Buyers of secondary stock discount it, and for sound reasons. The shares are illiquid; the buyer may get limited information rights; early-stage companies fail far more often than they exit; and the seller, by definition, is the one who wants out. Put those together and a discount of 20 to 40 percent off the last round is unremarkable, with wider gaps for very early stock or a company whose recent trajectory has wobbled. The headline valuation makes a good anchor and a poor promise. Whatever you're quoted, the cheque that actually clears is the number that counts.
Why you can't just sell whenever you like
Plenty of first-time angels assume their shares are theirs to sell as they please. They usually aren't - not without permission. The company's articles and the shareholder agreement almost always carry transfer restrictions designed to keep founders in control of who ends up on the register.
Three clauses do most of the work. Pre-emption rights often require you to offer your shares to existing shareholders before any outsider, at the same price. A right of first refusal lets the company or its backers step in and match a buyer you've already lined up. Board consent provisions can simply require sign-off on any transfer. None of these necessarily blocks a sale, but they shape it, slow it, and can hand your carefully negotiated buyer straight to someone with a prior claim. Read the transfer provisions before you treat a secondary as done - they're the terms that decide whether the sale is even yours to make.
What happens to SEIS and EIS relief in a secondary?
For UK angels, this is the part most likely to turn a good price into a bad outcome. The venture schemes reward patience, and a secondary is, by its nature, an early exit.

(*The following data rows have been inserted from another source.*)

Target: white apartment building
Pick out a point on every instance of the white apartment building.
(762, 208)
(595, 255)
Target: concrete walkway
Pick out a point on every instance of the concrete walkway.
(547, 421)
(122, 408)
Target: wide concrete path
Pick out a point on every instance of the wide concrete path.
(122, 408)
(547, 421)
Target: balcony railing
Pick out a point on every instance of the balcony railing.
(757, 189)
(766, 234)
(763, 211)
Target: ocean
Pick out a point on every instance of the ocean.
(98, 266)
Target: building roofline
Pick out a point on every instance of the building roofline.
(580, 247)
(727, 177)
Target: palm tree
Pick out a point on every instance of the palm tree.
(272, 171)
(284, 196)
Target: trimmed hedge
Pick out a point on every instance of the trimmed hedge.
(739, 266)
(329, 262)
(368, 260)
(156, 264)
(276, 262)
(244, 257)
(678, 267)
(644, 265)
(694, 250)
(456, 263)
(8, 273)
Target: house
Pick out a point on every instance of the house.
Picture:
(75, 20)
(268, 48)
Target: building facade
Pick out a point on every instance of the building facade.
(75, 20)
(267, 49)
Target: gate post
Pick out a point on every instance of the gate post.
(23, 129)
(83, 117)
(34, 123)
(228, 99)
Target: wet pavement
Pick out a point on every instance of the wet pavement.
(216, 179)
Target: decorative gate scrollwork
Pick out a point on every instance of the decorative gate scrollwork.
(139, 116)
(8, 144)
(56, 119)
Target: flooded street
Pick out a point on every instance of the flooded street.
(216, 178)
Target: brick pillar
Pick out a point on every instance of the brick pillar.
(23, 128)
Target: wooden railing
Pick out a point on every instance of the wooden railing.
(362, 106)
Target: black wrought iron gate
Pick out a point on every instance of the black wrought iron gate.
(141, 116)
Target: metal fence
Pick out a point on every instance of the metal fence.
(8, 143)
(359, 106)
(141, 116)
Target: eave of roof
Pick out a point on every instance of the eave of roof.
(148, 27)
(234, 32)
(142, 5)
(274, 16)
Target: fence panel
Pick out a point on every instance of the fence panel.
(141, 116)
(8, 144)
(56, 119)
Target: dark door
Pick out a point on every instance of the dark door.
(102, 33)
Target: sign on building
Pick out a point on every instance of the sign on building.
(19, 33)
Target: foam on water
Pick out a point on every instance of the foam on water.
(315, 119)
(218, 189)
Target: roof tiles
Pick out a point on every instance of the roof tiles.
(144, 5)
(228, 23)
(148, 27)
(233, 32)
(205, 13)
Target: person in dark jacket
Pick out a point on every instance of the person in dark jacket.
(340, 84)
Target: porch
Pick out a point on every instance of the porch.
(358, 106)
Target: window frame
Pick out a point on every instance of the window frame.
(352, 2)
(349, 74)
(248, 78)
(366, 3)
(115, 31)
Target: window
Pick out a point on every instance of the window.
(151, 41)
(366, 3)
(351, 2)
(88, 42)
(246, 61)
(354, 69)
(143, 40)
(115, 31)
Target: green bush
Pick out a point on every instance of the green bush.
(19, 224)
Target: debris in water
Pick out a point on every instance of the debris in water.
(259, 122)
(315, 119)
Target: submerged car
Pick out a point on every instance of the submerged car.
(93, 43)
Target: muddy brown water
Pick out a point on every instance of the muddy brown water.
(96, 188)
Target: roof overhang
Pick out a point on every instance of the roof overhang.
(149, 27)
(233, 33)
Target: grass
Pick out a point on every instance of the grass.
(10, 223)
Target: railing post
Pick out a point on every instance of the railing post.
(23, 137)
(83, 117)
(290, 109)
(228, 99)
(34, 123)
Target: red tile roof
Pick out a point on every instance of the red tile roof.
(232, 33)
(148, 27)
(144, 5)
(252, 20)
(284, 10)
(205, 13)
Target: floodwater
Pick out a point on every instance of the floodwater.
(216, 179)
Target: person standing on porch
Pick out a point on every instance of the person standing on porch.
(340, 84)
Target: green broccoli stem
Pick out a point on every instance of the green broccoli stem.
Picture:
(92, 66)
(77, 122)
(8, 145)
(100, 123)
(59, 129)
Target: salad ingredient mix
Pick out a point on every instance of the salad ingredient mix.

Both SEIS and EIS carry a minimum holding period of three years. Sell your shares before that, and the income tax relief you claimed - 50 percent of the investment for SEIS, 30 percent for EIS - can be withdrawn by HMRC. The capital gains exemption is also conditional: gains on SEIS and EIS shares are generally free of capital gains tax only where you've held them for at least three years and received income tax relief. A secondary that completes inside that window can therefore claw back the relief you banked and put the gain into charge - a double cost that can swamp the discount you accepted to sell early in the first place.
There's a quieter point for the buyer, too: shares bought second-hand don't come with fresh SEIS or EIS relief. The schemes apply to newly issued shares subscribed for in cash, not to stock acquired from another investor. A secondary buyer is buying the company's prospects, not a tax benefit.
The reliefs, holding periods and company-side rules do change, and several thresholds were revised in April 2026. Check the current position on the official guidance before acting: gov.uk's venture capital schemes guidance for investors. None of this is tax or investment advice - it's general information, and you should take FCA-regulated advice on your own circumstances before acting.
The honest version
Secondaries get talked up as the answer to angel investing's oldest frustration - the decade-long wait for money you can actually use. They can be exactly that. But the reality is narrower than the pitch. A secondary needs a willing buyer, an agreed price, the company's cooperation on transfer, and timing that doesn't trip your tax position. Line all four up and you have early liquidity on real terms. Miss one and you have a deal that either doesn't happen or costs more than it returns. They're a useful tool in a spread portfolio, not a way to undo the fact that early-stage investing is, at heart, a long game.